Sunday, January 18, 2015
Good morning, beautiful. Yes, I mean you. You. The one sitting at facebook reading posts wishing you were thinner, or smarter, or more talented, or or or. Stop believing the lies.. God created you. He. Created. YOU. The Potter put the clay on the wheel, and made one a pitcher, and another a bowl. Each piece designed in it's own size, shape, and color for a specific purpose for Him. "Oh, but I am so imperfect", you groan. Yes. Isn't it wonderful? Because it's the imperfections that make you a "unique piece". A singular entity that can not be reproduced. It is the flaws that give you value, because it is through those cracks and chips and holes that the light of Christ will shine. So, my dearest cracked pots, pitchers, or bowls, go do what God has made you to do today. Get off the shelf.
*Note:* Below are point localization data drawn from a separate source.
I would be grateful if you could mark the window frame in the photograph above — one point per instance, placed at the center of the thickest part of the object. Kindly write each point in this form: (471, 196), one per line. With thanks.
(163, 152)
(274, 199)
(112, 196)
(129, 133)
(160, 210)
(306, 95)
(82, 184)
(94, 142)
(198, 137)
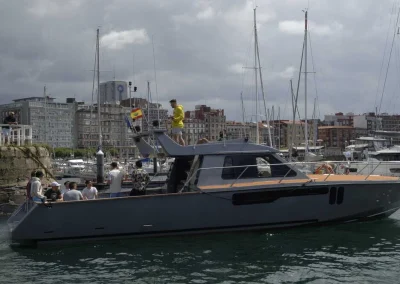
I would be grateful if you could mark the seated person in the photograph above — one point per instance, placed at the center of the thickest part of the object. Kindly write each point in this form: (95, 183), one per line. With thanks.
(89, 192)
(54, 192)
(140, 179)
(73, 194)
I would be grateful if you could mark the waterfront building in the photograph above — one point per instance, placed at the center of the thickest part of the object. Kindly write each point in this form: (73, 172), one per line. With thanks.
(52, 122)
(339, 119)
(336, 136)
(113, 92)
(151, 112)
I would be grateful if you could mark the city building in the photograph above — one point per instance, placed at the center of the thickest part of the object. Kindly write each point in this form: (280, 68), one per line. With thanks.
(215, 121)
(151, 112)
(369, 122)
(52, 122)
(236, 130)
(339, 119)
(293, 133)
(114, 130)
(113, 92)
(336, 136)
(194, 129)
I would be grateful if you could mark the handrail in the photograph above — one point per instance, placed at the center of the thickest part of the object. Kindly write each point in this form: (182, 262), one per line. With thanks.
(239, 176)
(293, 164)
(372, 171)
(19, 134)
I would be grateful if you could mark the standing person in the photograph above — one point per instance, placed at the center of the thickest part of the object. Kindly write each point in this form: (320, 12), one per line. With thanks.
(54, 192)
(10, 119)
(115, 180)
(140, 178)
(36, 187)
(29, 184)
(177, 122)
(89, 192)
(73, 194)
(66, 188)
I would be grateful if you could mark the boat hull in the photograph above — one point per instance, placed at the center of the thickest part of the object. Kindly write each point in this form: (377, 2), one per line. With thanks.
(207, 211)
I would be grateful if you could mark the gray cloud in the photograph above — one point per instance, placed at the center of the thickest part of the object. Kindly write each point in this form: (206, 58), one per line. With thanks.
(200, 48)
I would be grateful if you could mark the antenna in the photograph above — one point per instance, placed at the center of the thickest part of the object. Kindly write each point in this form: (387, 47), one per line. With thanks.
(155, 78)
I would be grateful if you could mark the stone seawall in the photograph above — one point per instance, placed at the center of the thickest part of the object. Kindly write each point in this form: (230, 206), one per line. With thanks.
(16, 165)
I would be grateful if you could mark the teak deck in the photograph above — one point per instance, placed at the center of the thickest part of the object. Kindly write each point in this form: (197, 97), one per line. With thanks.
(313, 177)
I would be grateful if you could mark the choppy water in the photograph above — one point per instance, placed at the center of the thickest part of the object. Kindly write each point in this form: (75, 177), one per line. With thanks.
(351, 253)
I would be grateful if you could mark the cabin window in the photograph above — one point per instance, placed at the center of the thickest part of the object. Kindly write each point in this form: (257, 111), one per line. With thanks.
(254, 166)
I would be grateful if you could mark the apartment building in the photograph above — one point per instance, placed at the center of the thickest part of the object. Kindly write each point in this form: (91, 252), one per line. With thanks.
(336, 136)
(339, 119)
(114, 130)
(52, 122)
(294, 133)
(150, 111)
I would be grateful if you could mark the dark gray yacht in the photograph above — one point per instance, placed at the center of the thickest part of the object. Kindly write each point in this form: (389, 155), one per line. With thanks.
(212, 187)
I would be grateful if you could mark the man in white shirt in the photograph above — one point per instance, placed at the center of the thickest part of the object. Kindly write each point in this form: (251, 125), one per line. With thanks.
(115, 180)
(36, 187)
(89, 192)
(66, 188)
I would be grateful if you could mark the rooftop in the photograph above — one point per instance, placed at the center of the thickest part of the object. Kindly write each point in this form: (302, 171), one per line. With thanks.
(335, 127)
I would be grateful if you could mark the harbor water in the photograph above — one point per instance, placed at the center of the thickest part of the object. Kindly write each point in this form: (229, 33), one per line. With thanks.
(366, 252)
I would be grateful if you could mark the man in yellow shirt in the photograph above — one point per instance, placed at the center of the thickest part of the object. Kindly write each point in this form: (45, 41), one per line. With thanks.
(177, 122)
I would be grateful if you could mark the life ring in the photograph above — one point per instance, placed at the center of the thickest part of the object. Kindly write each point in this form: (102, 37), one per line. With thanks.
(324, 169)
(346, 170)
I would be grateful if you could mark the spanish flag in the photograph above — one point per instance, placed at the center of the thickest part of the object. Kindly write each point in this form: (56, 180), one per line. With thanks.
(136, 113)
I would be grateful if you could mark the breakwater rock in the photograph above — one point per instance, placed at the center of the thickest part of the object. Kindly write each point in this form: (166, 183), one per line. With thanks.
(17, 163)
(10, 199)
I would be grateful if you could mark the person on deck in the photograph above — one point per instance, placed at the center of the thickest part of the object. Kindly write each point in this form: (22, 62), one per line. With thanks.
(54, 192)
(66, 188)
(10, 119)
(115, 180)
(89, 192)
(177, 122)
(140, 178)
(36, 187)
(73, 194)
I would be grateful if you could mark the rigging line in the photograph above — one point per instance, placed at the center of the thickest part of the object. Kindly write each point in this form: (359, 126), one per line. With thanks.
(155, 78)
(384, 53)
(94, 78)
(297, 95)
(263, 93)
(390, 56)
(247, 60)
(394, 97)
(315, 80)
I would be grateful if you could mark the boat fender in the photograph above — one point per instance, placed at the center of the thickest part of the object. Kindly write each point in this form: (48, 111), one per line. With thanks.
(324, 169)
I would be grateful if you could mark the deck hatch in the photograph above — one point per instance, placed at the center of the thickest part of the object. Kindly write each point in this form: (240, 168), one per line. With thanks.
(269, 196)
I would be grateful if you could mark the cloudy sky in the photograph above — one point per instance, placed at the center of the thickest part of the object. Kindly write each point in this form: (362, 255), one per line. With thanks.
(201, 48)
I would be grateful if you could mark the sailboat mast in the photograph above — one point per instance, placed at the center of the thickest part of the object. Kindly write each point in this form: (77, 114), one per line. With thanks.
(305, 85)
(45, 114)
(98, 86)
(255, 77)
(243, 115)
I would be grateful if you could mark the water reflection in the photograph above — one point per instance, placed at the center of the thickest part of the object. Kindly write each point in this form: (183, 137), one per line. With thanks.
(357, 253)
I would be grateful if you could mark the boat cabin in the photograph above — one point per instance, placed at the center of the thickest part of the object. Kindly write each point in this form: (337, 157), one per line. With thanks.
(218, 164)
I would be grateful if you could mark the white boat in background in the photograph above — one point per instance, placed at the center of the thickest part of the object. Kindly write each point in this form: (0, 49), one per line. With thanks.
(373, 155)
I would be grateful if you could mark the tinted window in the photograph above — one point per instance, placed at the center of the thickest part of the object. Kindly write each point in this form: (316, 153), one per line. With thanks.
(254, 166)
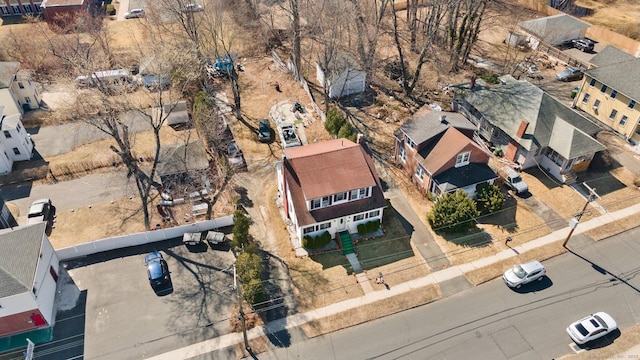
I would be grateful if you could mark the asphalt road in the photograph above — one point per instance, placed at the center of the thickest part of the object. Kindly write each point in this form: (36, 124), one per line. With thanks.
(71, 194)
(494, 322)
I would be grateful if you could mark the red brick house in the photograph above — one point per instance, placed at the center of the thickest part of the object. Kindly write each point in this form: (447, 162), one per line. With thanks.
(436, 150)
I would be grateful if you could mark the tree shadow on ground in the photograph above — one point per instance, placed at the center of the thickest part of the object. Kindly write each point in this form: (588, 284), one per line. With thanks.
(504, 219)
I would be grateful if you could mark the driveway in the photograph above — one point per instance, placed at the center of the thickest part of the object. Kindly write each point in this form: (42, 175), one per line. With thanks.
(126, 319)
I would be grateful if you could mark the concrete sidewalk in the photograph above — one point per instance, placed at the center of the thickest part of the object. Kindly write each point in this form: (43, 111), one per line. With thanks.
(371, 297)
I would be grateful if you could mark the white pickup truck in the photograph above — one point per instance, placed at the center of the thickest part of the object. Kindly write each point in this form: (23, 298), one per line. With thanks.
(39, 211)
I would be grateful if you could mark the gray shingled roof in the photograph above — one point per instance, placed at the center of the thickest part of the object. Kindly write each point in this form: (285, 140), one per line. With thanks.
(549, 26)
(508, 105)
(610, 55)
(623, 76)
(175, 159)
(19, 255)
(7, 71)
(426, 124)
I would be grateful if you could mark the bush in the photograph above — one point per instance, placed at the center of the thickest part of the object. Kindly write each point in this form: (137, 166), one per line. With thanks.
(454, 212)
(490, 198)
(335, 120)
(316, 242)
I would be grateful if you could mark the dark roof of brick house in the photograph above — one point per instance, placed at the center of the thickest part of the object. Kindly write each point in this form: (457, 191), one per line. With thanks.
(327, 168)
(19, 256)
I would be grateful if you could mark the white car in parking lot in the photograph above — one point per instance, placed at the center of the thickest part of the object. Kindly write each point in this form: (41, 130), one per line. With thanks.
(523, 274)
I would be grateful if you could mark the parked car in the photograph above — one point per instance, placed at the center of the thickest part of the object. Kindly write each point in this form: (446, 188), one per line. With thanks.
(584, 45)
(193, 8)
(157, 270)
(523, 274)
(529, 69)
(264, 131)
(40, 211)
(570, 74)
(513, 180)
(591, 327)
(134, 14)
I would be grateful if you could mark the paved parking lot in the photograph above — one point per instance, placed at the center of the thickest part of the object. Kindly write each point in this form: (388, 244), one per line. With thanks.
(126, 319)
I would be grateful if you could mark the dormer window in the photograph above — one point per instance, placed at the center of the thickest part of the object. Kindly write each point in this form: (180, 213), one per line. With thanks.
(463, 158)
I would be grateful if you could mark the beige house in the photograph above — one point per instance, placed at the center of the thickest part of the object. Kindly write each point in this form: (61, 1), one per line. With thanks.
(609, 92)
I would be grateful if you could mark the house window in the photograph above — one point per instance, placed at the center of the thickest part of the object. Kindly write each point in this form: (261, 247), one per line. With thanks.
(403, 154)
(463, 158)
(358, 194)
(623, 120)
(340, 197)
(52, 271)
(315, 203)
(411, 143)
(326, 201)
(420, 173)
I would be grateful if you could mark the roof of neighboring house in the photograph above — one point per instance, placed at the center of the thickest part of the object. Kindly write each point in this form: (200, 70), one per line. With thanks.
(327, 168)
(551, 25)
(506, 106)
(622, 76)
(610, 55)
(427, 123)
(51, 3)
(459, 177)
(8, 70)
(19, 256)
(339, 63)
(180, 158)
(450, 144)
(10, 122)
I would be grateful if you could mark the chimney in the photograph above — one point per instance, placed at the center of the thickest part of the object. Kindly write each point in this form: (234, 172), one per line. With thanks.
(523, 128)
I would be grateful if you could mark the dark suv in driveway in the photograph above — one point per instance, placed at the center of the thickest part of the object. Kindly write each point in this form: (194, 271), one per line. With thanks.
(584, 45)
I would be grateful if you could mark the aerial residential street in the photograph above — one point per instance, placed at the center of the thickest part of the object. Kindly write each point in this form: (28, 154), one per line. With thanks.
(493, 322)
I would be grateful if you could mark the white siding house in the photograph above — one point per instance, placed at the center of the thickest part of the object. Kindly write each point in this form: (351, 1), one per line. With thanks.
(341, 77)
(29, 270)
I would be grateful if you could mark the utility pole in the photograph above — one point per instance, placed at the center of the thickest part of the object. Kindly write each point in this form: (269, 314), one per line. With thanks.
(574, 221)
(236, 286)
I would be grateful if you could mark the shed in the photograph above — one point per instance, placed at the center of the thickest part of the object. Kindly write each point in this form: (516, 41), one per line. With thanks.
(554, 30)
(343, 76)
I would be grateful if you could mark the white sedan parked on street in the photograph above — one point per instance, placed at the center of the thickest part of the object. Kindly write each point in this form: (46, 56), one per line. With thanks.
(523, 274)
(591, 327)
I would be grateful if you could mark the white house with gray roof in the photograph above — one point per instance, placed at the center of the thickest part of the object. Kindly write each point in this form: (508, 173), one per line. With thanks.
(29, 271)
(554, 30)
(342, 76)
(609, 92)
(532, 128)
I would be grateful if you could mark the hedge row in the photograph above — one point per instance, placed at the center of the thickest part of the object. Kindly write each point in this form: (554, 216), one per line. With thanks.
(316, 242)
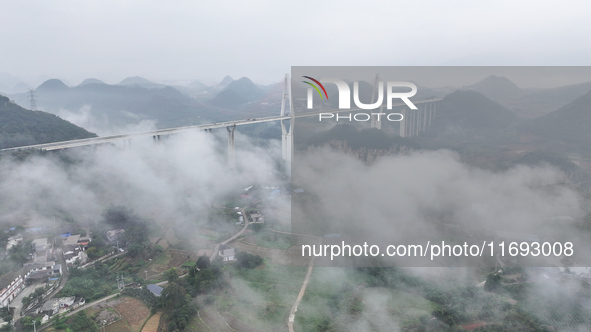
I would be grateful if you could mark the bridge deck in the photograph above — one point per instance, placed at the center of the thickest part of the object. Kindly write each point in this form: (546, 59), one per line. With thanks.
(169, 131)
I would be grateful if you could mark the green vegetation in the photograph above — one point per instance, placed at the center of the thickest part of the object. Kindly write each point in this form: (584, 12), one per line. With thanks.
(247, 261)
(91, 283)
(366, 138)
(82, 323)
(20, 126)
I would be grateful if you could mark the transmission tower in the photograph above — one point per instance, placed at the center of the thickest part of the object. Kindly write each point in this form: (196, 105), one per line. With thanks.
(33, 100)
(120, 282)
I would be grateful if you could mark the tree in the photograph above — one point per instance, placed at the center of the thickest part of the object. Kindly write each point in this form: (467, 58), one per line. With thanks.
(249, 261)
(493, 281)
(203, 262)
(171, 275)
(82, 323)
(173, 297)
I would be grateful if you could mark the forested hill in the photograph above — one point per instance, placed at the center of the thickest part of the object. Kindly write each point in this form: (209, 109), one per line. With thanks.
(19, 126)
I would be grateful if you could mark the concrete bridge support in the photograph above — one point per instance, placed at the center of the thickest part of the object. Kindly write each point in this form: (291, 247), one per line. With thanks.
(416, 121)
(287, 132)
(231, 147)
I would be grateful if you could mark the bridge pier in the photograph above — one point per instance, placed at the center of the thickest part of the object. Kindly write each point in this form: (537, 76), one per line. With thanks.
(416, 121)
(287, 132)
(231, 147)
(374, 120)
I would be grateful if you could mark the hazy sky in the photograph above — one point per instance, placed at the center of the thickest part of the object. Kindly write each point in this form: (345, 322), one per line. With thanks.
(111, 40)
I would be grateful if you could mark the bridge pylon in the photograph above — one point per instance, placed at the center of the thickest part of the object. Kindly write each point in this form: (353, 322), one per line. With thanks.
(287, 132)
(374, 119)
(415, 121)
(231, 147)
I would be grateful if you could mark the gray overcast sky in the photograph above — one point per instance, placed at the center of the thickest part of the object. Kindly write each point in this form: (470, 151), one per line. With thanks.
(159, 40)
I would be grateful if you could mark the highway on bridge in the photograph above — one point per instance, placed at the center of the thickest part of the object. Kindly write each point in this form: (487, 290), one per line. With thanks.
(178, 130)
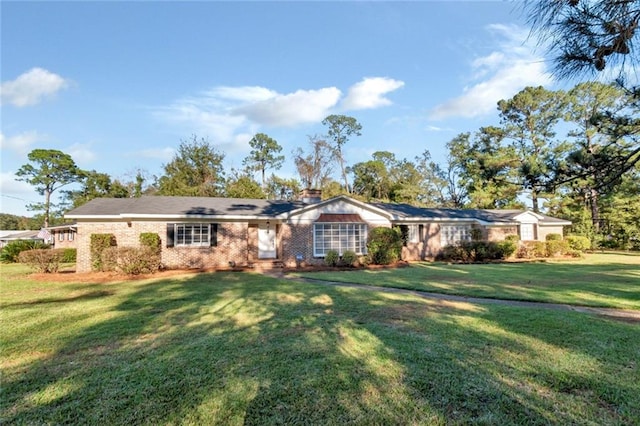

Everyone prays differently. Some have a true prayer closet, others kneel, some reach up to the heavens, some are quiet. Me, I have the attention span of a toddler, so God and I have a running dialogue pretty much all day long. I am reminded of our Father's infinite patience as I chatter on like my children did when they were young. I remember when my own children were about four years old, following me everywhere, telling me long elaborate stories, and asking myriads of questions. I regret my short-tempered days when all I wanted was a moment of silence. God is not like that. In my mind's eye, I see Him kneeling down to my level, placing His hand on my shoulder, and hearing me like I have never been heard before. He is not distracted by petty things like dirty dishes or the pile of laundry. He never needs a moment to himself. My relationship with Him is what He desires. Do I always get the answer I want to the many hard questions I ask? No. Neither did my children always get an answer to those "why" questions they asked. Sometimes they just had to be content to know that I was the mom, and that I cared more than anyone else, and that the answer couldn't always be "yes". May you feel God's loving presence as you pour out your heart to Him today. 1 Thessalonians 5:16 Rejoice always, 17 pray without ceasing, 18 give thanks in all circumstances; for this is the will of God in Christ Jesus for you.